[RFC] Interfaces and dialects for precise IR transformation control

Many transformations on higher-level ops have multiple parameters and, according to recent research, can benefit from a precise per-op or per-op-class configuration of these parameters. Traditionally however, these transformations are controlled by passes heuristics with few control knobs.

We propose a mechanism for more precise control over IR transformation by reifying the sequence of IR transformation instructions as more IR.

Transform commands as IR

Each transformation corresponds to an operation in a separate piece of IR, referred to as Transform IR. Attributes of Transform IR operations specify the parameters of the transformation. These operations can define and use values that serve as handles to operations in the IR being transformed (or Payload IR).
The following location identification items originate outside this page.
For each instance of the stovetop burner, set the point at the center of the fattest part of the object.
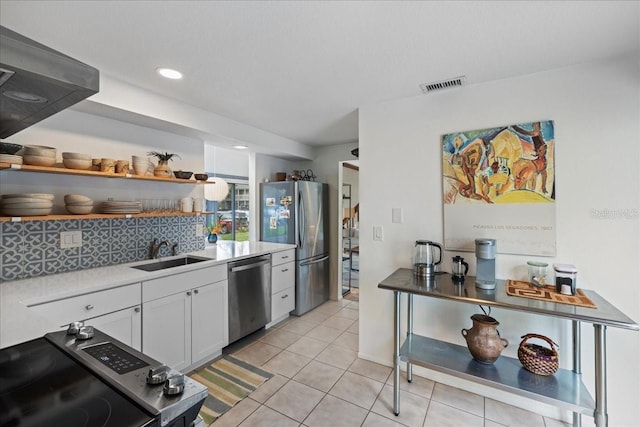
(41, 386)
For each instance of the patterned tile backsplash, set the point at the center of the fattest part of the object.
(32, 248)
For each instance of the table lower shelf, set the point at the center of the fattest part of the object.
(563, 389)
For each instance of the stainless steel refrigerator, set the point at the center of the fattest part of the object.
(296, 212)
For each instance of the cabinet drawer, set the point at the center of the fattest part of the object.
(282, 257)
(283, 302)
(83, 307)
(282, 277)
(169, 285)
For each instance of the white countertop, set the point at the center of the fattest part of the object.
(43, 289)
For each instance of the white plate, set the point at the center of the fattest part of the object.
(26, 212)
(45, 196)
(38, 160)
(23, 200)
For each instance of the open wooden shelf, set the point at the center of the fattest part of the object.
(55, 217)
(59, 169)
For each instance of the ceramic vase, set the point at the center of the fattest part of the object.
(162, 169)
(483, 339)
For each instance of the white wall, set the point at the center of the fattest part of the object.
(596, 109)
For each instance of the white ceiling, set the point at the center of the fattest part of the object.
(301, 69)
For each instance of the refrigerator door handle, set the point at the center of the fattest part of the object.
(302, 227)
(314, 261)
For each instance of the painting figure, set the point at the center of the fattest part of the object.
(512, 164)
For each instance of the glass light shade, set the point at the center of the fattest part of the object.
(216, 189)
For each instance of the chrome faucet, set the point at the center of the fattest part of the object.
(154, 250)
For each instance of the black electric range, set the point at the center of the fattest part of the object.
(86, 378)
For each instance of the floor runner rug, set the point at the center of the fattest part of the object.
(229, 380)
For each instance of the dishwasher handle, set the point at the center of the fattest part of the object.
(314, 261)
(250, 266)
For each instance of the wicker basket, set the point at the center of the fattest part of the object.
(537, 359)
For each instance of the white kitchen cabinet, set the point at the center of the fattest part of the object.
(283, 281)
(185, 318)
(208, 333)
(34, 319)
(123, 325)
(166, 330)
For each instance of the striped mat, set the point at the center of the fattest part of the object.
(229, 380)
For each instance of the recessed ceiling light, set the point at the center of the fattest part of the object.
(169, 73)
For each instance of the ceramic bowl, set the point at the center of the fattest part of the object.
(24, 200)
(89, 203)
(42, 204)
(40, 150)
(83, 164)
(79, 156)
(9, 148)
(45, 196)
(29, 159)
(10, 158)
(182, 174)
(76, 198)
(79, 210)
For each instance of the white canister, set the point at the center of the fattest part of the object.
(186, 204)
(566, 278)
(198, 205)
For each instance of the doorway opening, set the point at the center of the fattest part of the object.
(349, 225)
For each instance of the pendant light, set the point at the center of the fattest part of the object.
(215, 189)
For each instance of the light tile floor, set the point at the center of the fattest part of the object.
(320, 382)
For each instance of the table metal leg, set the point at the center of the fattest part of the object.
(577, 364)
(409, 332)
(600, 415)
(396, 352)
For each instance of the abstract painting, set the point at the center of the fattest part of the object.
(500, 183)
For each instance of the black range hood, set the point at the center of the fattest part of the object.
(37, 82)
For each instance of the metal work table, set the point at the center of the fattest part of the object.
(563, 389)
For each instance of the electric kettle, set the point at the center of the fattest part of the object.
(424, 258)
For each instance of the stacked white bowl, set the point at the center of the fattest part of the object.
(76, 161)
(140, 164)
(39, 155)
(77, 204)
(26, 204)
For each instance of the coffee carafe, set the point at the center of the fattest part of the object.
(459, 269)
(424, 258)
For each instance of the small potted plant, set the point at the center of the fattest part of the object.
(213, 230)
(163, 168)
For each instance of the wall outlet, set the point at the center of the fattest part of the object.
(378, 233)
(70, 239)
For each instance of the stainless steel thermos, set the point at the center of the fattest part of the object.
(486, 263)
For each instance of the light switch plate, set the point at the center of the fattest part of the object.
(378, 233)
(70, 239)
(396, 215)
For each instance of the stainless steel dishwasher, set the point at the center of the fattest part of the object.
(249, 295)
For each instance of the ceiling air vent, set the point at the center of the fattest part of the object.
(444, 84)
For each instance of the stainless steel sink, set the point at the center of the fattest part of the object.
(170, 263)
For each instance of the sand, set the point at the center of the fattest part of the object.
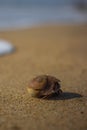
(60, 51)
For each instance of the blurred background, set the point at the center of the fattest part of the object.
(26, 13)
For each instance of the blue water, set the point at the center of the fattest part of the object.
(28, 13)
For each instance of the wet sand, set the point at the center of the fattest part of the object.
(60, 51)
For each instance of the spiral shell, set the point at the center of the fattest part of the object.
(44, 86)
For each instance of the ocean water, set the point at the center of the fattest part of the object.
(28, 13)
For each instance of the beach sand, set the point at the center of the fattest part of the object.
(60, 51)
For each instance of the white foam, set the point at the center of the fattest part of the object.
(5, 47)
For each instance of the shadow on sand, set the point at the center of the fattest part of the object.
(65, 96)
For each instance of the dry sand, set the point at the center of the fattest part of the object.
(57, 50)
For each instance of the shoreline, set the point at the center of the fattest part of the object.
(60, 51)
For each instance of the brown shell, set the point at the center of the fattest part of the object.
(45, 85)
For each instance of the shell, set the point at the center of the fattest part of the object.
(44, 86)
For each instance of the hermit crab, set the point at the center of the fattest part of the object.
(44, 86)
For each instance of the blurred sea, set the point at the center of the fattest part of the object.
(28, 13)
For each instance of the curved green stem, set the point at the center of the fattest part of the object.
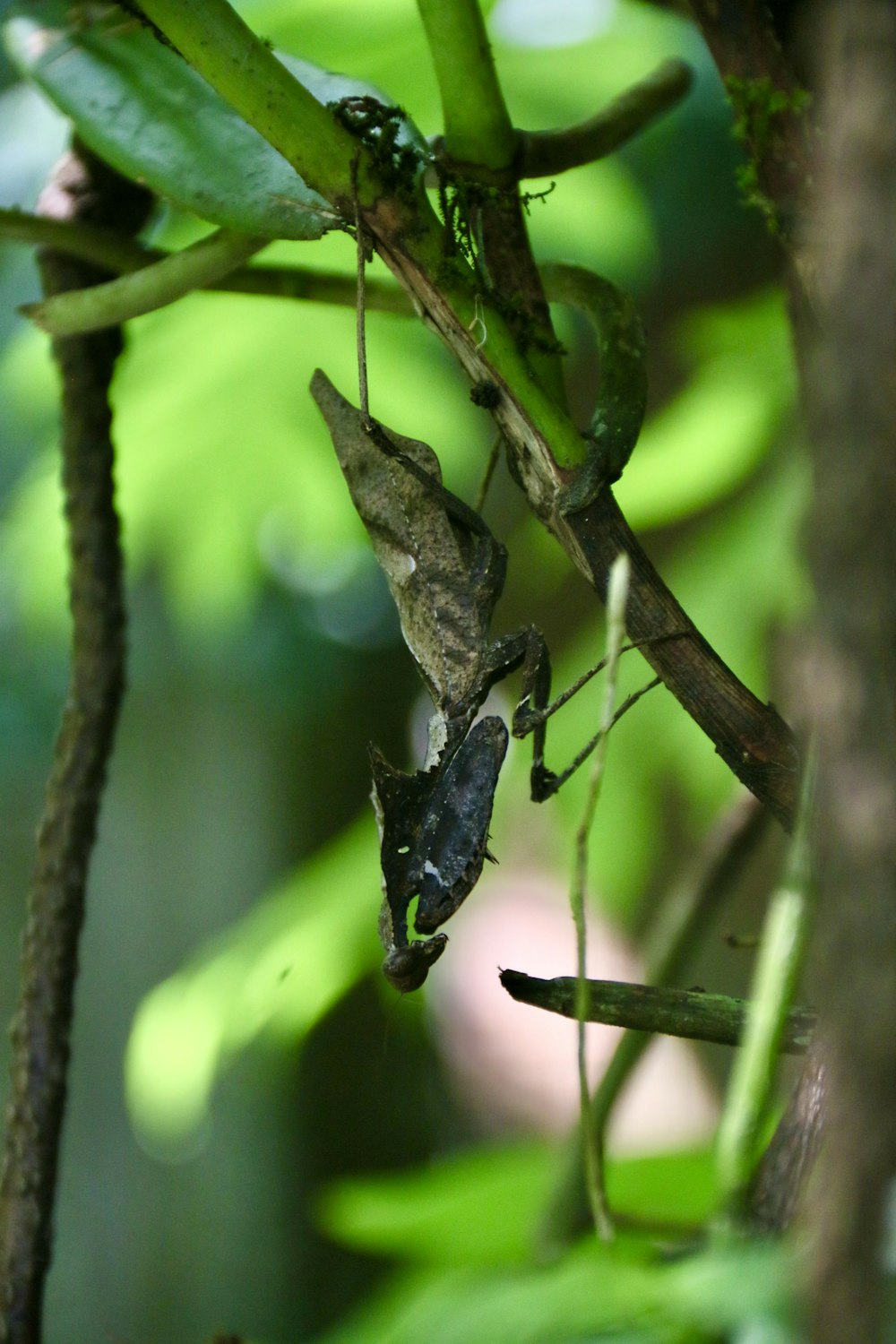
(147, 289)
(115, 252)
(771, 995)
(99, 246)
(238, 65)
(477, 125)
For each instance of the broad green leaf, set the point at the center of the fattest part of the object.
(142, 109)
(597, 1292)
(274, 972)
(711, 437)
(225, 470)
(455, 1211)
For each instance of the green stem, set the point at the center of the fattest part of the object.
(142, 290)
(225, 50)
(113, 252)
(99, 246)
(544, 153)
(477, 125)
(672, 1012)
(772, 988)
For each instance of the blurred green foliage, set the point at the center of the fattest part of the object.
(234, 913)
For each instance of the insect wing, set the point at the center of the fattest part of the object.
(455, 830)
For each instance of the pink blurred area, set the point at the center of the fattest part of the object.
(514, 1066)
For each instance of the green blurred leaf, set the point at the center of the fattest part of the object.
(142, 109)
(274, 972)
(711, 437)
(222, 454)
(450, 1214)
(677, 1187)
(597, 1292)
(484, 1206)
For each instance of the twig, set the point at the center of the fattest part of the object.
(672, 1012)
(546, 153)
(40, 1034)
(591, 1134)
(683, 921)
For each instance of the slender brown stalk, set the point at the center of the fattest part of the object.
(40, 1035)
(672, 1012)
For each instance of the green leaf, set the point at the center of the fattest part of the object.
(142, 109)
(597, 1292)
(710, 438)
(276, 972)
(455, 1211)
(449, 1214)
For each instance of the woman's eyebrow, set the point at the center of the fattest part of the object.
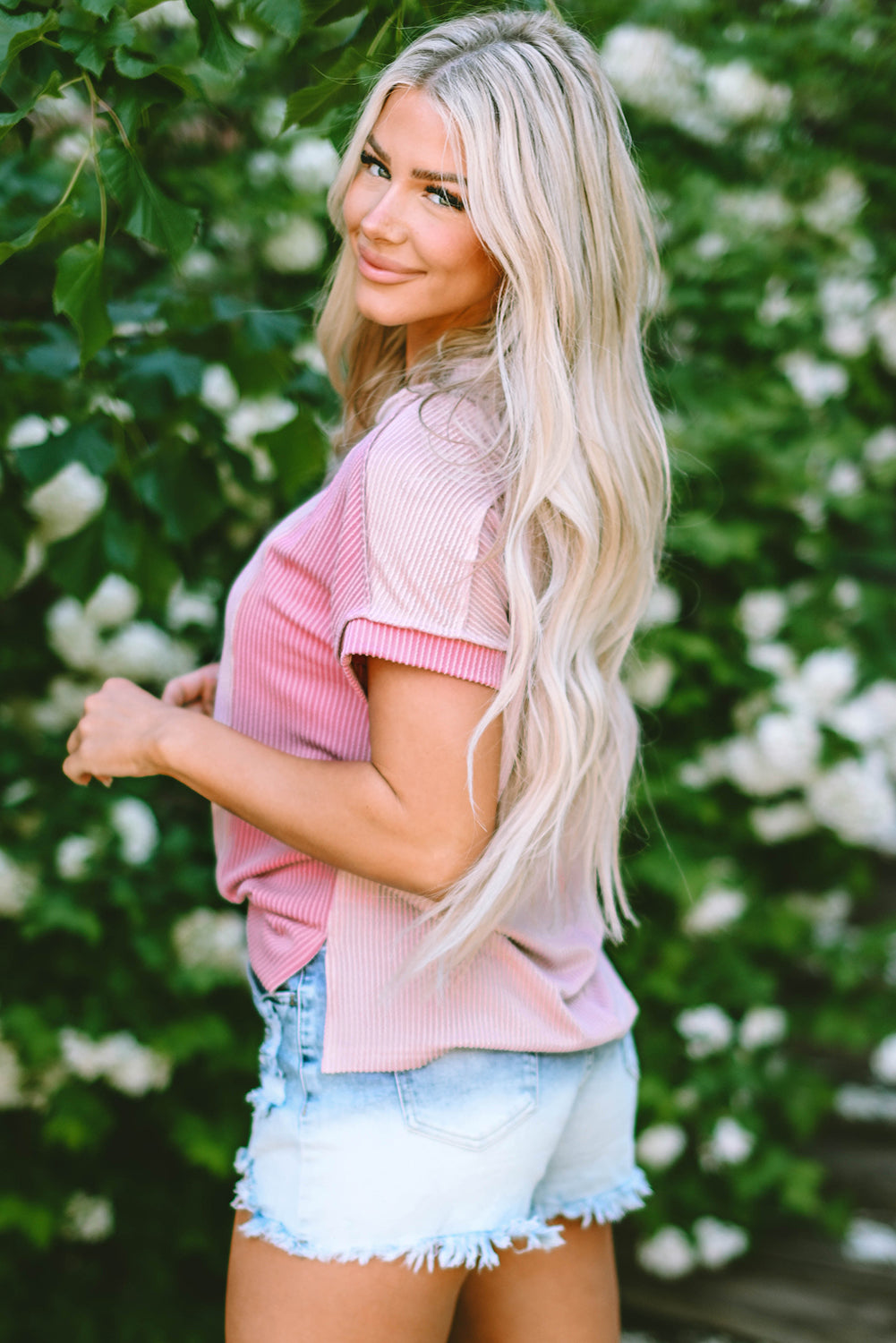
(419, 174)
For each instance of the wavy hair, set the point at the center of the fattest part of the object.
(555, 198)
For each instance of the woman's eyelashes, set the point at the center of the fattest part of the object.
(439, 193)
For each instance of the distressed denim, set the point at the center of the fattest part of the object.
(442, 1165)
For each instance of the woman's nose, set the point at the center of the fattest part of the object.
(384, 219)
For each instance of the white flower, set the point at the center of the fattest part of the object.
(884, 325)
(826, 913)
(756, 209)
(847, 336)
(258, 415)
(187, 607)
(211, 940)
(868, 1103)
(711, 246)
(136, 827)
(762, 612)
(29, 432)
(813, 381)
(16, 886)
(11, 1091)
(311, 164)
(823, 681)
(716, 910)
(840, 203)
(113, 407)
(67, 501)
(869, 1243)
(668, 1253)
(169, 13)
(845, 480)
(64, 706)
(648, 682)
(730, 1144)
(786, 821)
(219, 391)
(649, 69)
(662, 607)
(705, 1031)
(115, 602)
(73, 857)
(762, 1026)
(845, 303)
(198, 263)
(89, 1217)
(141, 652)
(781, 755)
(262, 167)
(882, 446)
(269, 117)
(297, 246)
(719, 1243)
(775, 303)
(72, 636)
(856, 800)
(775, 658)
(661, 1144)
(869, 717)
(848, 594)
(883, 1061)
(308, 352)
(124, 1063)
(737, 93)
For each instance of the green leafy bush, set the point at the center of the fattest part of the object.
(164, 238)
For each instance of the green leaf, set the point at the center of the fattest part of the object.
(298, 451)
(11, 118)
(81, 443)
(23, 241)
(281, 16)
(309, 104)
(78, 293)
(148, 212)
(23, 31)
(183, 491)
(218, 46)
(183, 372)
(101, 8)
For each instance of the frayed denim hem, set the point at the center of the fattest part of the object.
(471, 1249)
(603, 1208)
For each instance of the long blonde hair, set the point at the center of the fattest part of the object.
(555, 198)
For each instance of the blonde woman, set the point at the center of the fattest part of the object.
(421, 746)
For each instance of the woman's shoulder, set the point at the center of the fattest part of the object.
(434, 432)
Such handle values allow for precisely targeting a transformation on an operation or a set of operations.

At a high level, Transform IR operations are expected to implement an interface along the following lines:

class TransformOpInterface {
  virtual LogicalResult apply(TransformState &state) = 0;
};

/// Contains the mapping between handle values used in Transform IR and lists of
/// corresponding Payload IR ops.
struct TransformState {
  /// Must be called to indicate that the handle values defined by the Transform IR op
  /// correspond to the list of Payload IR ops.
  void setPayload(OpResult handle, ArrayRef<Operation *> payloadIROps);

  /// Returns the list of Payload IR ops associated with the handle value 
  /// used in Transform IR.
  ArrayRef<Operation *> getPayload(Value operand) const;
};

The simplest way to use such Transform IR operations is to create a “schedule interpreter” that calls “apply” following some predefined rules, e.g., sequentially. This is similar to the approach adopted by Halide, TVM, etc.

In addition to the interface, a trait can provide the apply implementation for the common case of a transformation accepting one handle and producing another handle.

class SingleOpTransformOpTrait : public OpTrait<...> {
  LogicalResult apply(TransformState &state) {
    ArrayRef<Operation *> payload = state.getPayload(getOperation()->getOperand(0));
    SmallVector<Operation *> results = to_vector(map_range(
      payload,
      [](Operation *payload) {
        return static_cast<ConcreteOp *>(this)->applyToOne(payload);
      }));
    state.setPayload(results);
    return success(/*all-results-are-non-null*/);
  }
};

Similar traits can be provided for other common cases on a per-need basis.

Extension mechanism

TransformationState can be extended to store more information than the mapping or to get notified when the mapping changes by attaching instances of the state extension class.

class TransformOpInterface {
  class Extension {
    /// Derived classes can have non-trivially-destructible members.
    virtual ~Extension();
    /// Derived classes can override this to get notified when the payload changes.
    virtual void notifySetPayload(Value handle, ArrayRef<Operation *> payloadIROps);
  };

  /// Adds a new extension of the given type to the state.
  /// Practically this constructs the extension from arguments.
  template <typename ExtTy, typename... Args>
  ExtTy &addExtension(Args &&... args);

  /// Returns the extension of the given type if present in the state or null.
  template <typename ExtTy>
  ExtTy *getExtensionOrNull();
};

Extensions are identified by TypeID and only one extension of a given type is allowed in the state. Transform IR operations can interact with extensions at will and are allowed to fail if the required extensions are missing.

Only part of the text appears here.